Today, I did week 5 day 3 of couch-to-5K, which is jogging for 20 minutes (or 3.2 km). When I was about halfway, I turned at the corner into this little parking lot that opens onto the end of a field across from our community centre. There was an SUV parked there, young 20s-ish guy sitting there with the window open. I jogged past, and he gave me a really creepy once-over, with his hand over his mouth in the universal gesture for I'm-a-super-creep-who-sees-you-as-an-object. (It's sometimes used by handsome actor types when they're trying to be sultry-meets-bashful, you know, the Canadian Ryans - Gosling and Reynolds - they're masters of it. Now you have it in your mind? It was creepy.) I jogged across the parking lot and field, cut across the alley and open lot onto the road by the school, and back up to the community arteriole (not quite a main drag, but those that live in the community use it to avoid the traffic on the main drag, you know?) About two blocks down, I feel before I see the same SUV drive slowly up behind me. And then he paces me. Just driving next to me, looking out his window, waiting for me to acknowledge him. I sort of just looked at him, and he did a weird nod, and kept pacing me. I was really scared. And then he turned at the next intersection away from me. And I remained scared all the way home.
I think the adrenaline of fear is the only reason I made it all 20 minutes. And for the first time since we've lived here, I found the quiet peacefulness of our street ("Oh what a nice quiet street!") to be threatening. Too quiet. Too alone. I have never been more relieved, for reasons totally unrelated to how tired my legs might be, to walk into my garage. And lock the door behind me.

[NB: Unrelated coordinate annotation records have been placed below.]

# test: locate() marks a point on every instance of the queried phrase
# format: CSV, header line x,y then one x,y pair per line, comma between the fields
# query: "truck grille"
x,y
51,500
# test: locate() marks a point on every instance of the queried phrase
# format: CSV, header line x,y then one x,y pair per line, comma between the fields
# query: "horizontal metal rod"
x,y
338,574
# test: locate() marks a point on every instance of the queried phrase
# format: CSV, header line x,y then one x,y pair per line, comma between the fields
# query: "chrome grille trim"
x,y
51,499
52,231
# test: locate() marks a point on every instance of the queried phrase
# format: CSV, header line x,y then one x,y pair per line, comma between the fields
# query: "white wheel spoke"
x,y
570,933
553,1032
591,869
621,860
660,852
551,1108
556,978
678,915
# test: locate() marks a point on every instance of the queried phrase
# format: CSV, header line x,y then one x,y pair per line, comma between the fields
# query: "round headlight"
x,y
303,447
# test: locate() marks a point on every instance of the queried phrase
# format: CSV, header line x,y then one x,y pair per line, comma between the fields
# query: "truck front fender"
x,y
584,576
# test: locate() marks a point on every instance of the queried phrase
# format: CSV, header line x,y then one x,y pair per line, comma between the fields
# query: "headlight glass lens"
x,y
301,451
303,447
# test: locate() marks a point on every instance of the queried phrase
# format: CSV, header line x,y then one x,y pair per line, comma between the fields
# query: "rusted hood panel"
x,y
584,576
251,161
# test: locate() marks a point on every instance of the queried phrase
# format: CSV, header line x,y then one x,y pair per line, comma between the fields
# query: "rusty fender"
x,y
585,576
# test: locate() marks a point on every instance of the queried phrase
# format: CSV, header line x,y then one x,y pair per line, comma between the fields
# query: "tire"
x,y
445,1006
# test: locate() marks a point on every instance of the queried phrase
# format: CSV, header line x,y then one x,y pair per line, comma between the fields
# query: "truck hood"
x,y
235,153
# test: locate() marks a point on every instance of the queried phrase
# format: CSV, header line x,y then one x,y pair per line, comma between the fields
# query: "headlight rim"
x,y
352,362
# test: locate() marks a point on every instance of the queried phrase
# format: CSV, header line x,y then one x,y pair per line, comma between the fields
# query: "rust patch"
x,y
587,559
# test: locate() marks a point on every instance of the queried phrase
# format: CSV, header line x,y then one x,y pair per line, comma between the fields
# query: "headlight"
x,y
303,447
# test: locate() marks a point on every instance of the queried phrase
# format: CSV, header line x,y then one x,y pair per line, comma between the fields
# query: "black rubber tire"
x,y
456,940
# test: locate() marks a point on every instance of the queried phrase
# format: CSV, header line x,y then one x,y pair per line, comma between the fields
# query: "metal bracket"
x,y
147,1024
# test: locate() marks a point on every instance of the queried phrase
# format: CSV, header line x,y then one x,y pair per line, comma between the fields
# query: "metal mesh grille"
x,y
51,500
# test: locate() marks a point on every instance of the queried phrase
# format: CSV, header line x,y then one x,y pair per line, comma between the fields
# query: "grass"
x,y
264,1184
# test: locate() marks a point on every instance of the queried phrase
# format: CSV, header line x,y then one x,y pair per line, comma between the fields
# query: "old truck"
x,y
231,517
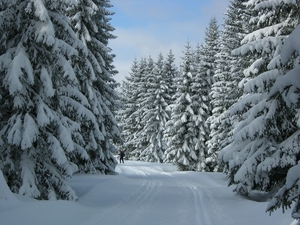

You know, when I saw him sitting at the opening of the parking lot, I should have jogged straight to Main Street, a block away, and jogged home the long way along it, the busiest road in the city. I should not have cut through the empty lot. I should have stayed on the side of the side street with houses, so I could easily run up to a yard or front door, should he have re-appeared, instead of running on the side with the school. I should have looked at his fucking license plate! I should have flipped him the bird, or asked if he needed directions. I should have taken my ipod off so I could hear what was going on around me. I should have stopped that women with the two big dogs and asked her to turn around, out of her way, and walk the rest of the way home with me. I should have, could have done so many things differently.
And now I'm left shaken, agitated. Worried about going jogging again, in this neighbourhood I've always felt is so safe. I run when it's light out. I don't take the same route every day (I do three days/one week along one route, and then switch it up.) I resent that I feel the need to make these precautions, because I'm a woman, because I'm a target. I resent it but do it anyway.
All before I even consider that this creepy guy exists in a world where my perfect, innocent children also exist. And then my head and my heart implode, and I have to stop thinking about this... sometimes, I hate this world.